Ein Pärchen vor den Trümmern in Bad Neuenahr-Ahrweiler. Foto: Christof STACHE / AFP Vergrößern
Ein Pärchen vor den Trümmern in Bad Neuenahr-Ahrweiler. © Christof STACHE / AFP

So gibt es auch die Hoffnung, dass sich jetzt vielleicht doch etwas ändern wird. Klar ist aber: Wir werden bald zurückkehren in eine Situation, in der vorsorgliches Handeln nur Aufwand zu bedeuten scheint, Opfer, Umdenken, auch Verzicht. Ohne dass akut eine Katastrophe passiert. Ohne spürbare Dringlichkeit.

Sie wäre jedenfalls noch möglich, die gelingende Prävention: durch gebremsten Treibhausgasausstoß weltweit und Schutz vor Klimafolgen lokal.

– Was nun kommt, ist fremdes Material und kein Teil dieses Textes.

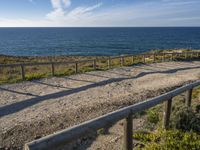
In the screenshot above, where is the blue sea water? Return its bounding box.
[0,27,200,56]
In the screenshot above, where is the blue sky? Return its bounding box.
[0,0,200,27]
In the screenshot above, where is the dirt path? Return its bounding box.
[0,62,200,149]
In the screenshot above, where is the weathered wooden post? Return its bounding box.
[185,52,187,59]
[108,56,111,69]
[132,56,134,64]
[162,53,165,62]
[185,89,193,107]
[75,62,78,73]
[21,64,26,80]
[51,62,55,76]
[163,99,172,129]
[143,55,146,63]
[153,53,156,63]
[93,60,97,70]
[120,56,124,66]
[171,53,174,61]
[123,114,133,150]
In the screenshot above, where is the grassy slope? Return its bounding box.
[133,87,200,150]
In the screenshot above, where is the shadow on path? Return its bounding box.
[0,87,38,97]
[0,66,200,117]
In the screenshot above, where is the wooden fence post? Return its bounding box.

Wir haben, obgleich die jetzt anstehenden Aufgaben weit größer sind, Vergleichbares schon geschafft: Wir haben auf Treibgas verzichtet, um die Ozonschicht zu retten und das Waldsterben durch Rauchgasentschwefelung gestoppt. Flüsse sind wieder sauberer, weil wir die Abwässer reinigen.

Manche sagen angesichts jener ökologischen wie ökonomischen Erfolge heute: Ist doch alles nicht so schlimm gekommen. Wozu die ganze Aufregung? Na, dazu eben.